Ulyukayev, a leading contender to replace outgoing chairman Sergei Ignatyev in June, emphasized the Central Bank’s independent thinking at a presentation of its first quarterly monetary policy report.

The Central Bank is making greater efforts to communicate its rationale for keeping key interest rates on hold since September. Government leaders have called for monetary easing to revive flagging growth.

The bank is seeking to complete a shift toward Western-style inflation targeting and away from a focus on the exchange rate, instead steering inflation expectations and fine-tuning interest rates.

As it tries to make monetary policy more predictable and systematic, the bank has for the first time published two of the key indicators — often referenced by Western central banks — it uses to make its rate call each month.

“In this text we show the recipe for how we make decisions,” Ulyukayev said, highlighting sections of the report that measure the monetary and output gaps.
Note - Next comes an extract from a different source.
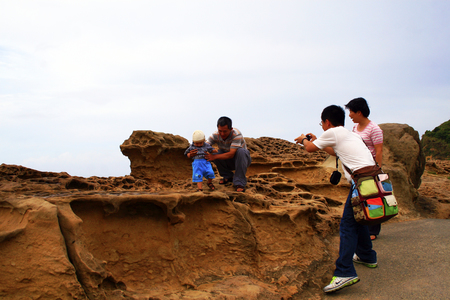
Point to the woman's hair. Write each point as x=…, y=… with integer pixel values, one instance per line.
x=359, y=104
The Central Bank uses an index of financial conditions that is designed to show how far conditions in the financial sector are impeding or encouraging economic growth.

This measure — a composite indicator combining factors such as interest rates, money supply trends, the level of the exchange rate and the stock market — was just below zero as of last November but has trended positive since mid-2012.

The bank interprets this as contradicting recent comments by officials, bankers and businessmen that the Central Bank’s interest rate policies are contributing to a marked economic slowdown.

The bank also looks at the output gap, the difference between current economic output and the potential level. It says this gap had shrunk from more than 6 percent of GDP in 2009 to zero at the end of last year, implying that easing monetary conditions right now would stoke inflation, and not growth.  

Hinting at a possible compromise, Ulyukayev said the Central Bank would discuss bringing its 8.25 percent refinancing rate, which is largely symbolic, closer in line with its main policy rates.

“Such a prospect exists, not only for macroeconomic reasons. The refinancing rate, as you know, isn’t a key policy rate but is more of a historical one,” he said.